A major debate has unfolded in China in recent months among Chinese security experts and commentators who have weighed in on whether China should play a role in helping the West stabilize Afghanistan. In an interview with CNR.Cn, the deputy director of the National Defense University’s Institute of Strategic Studies, Wang Baofu, questioned the efficacy of any Chinese troop deployments in stabilizing Afghanistan, especially in light of the inability of tens of thousands of troops to stabilize the situation. Wang argues that the allied forces are instead trying to shift the risks and responsibilities of the conflict from themselves (Xinhua News Agency, January 4). The deputy dean of the School of International Studies at Renmin University said bluntly: “The expectations in the U.S. that China will send armed police to Afghanistan, that is too much for China.” “It is possible that China will send more money, but armed men, no way”, says Jin Canrong (Financial Times, November 12, 2009).  Moreover, several commentaries published by the Beijing-based Global Times’ newspaper have suggested that Beijing could possibly deploy police forces to Afghanistan instead of military forces, yet whether such deployments should be made is contingent upon them being used as a bargaining chip with the United States to secure China’s other national interests, which appears to be an oblique reference to obtaining U.S. support for some sort of quid pro quo on Taiwan (Xinhua News Agency, December 23, 2008).

At the same time, there are also those who view NATO operations in Afghanistan more cynically and see them as part of a U.S. strategy to gain control over Central Asia. For example, the Hong Kong-based newspaper Wen Wei Po, which takes a pro-Beijing line, took a skeptical position on the issue and suggested that Beijing remain vigilant and take a cautious attitude toward Afghanistan (Wen Wei Po, January 4).
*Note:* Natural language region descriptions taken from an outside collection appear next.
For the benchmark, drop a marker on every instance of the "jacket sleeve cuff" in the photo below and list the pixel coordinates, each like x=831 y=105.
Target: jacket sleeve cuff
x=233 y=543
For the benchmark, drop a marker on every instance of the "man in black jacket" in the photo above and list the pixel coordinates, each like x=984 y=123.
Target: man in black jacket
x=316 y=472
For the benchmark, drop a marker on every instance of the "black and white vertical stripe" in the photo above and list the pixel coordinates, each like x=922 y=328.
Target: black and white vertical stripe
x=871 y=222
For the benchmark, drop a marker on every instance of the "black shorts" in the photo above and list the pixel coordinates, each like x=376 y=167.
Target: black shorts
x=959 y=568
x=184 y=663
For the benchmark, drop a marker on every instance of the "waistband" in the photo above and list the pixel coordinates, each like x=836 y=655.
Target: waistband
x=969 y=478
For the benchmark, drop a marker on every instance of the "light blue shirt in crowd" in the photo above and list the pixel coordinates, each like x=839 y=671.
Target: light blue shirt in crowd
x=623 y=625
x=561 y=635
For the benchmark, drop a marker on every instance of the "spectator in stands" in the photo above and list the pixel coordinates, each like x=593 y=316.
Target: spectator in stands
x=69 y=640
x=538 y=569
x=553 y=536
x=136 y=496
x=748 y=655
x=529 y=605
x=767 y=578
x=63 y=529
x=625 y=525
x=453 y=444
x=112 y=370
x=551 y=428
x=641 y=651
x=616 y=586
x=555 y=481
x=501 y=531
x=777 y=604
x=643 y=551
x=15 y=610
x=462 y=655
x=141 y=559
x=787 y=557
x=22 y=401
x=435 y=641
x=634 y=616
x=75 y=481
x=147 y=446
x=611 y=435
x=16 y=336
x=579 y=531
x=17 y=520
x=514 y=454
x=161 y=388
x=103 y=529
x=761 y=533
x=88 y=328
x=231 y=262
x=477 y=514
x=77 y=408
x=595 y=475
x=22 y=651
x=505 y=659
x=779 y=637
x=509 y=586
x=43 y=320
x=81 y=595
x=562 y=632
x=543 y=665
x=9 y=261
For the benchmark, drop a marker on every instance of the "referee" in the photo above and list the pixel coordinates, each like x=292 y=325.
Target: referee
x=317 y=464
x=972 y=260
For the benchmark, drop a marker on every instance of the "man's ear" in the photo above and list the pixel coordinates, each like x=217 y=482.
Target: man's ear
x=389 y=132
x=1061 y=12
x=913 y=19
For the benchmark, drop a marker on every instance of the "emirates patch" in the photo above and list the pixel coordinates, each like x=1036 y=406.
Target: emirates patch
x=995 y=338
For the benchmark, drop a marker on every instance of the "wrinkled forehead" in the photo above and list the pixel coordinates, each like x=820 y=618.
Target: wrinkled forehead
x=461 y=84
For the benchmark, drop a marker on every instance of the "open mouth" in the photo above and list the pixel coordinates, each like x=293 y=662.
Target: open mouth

The director of the Central Asia Research Institute at the Xinjiang Social Science Academy, Pang Zhiping, echoed this view in a recent interview pointing out that the most important task for China’s frontier defense is to keep global terrorist forces out of China and prevent them from joining with so-called “separatist” forces. “Why would you make yourself the target of global terrorist organizations?” Pang added (China Review News, December 28, 2009).

These debates reflect China’s continued reluctance to play any sort of military or security role in Afghanistan in the near future. Yet at the same time it is undeniable that there is a growing realization in Beijing that Sino interests may be more threatened by a U.S. failure in Afghanistan. In light of China’s growing economic footprint in Afghanistan, it remains to be seen whether these developments along the Wakhan Corridor will actually translate into a greater Chinese willingness to play any sort of military or security role in Afghanistan. However, given Chinese efforts to modernize and upgrade its infrastructure in the region bordering the Wakhan Corridor, it is becoming increasingly visible that China perceives a growing need to safeguard its interests in the region, especially as its strategic and economic interests in Afghanistan grow.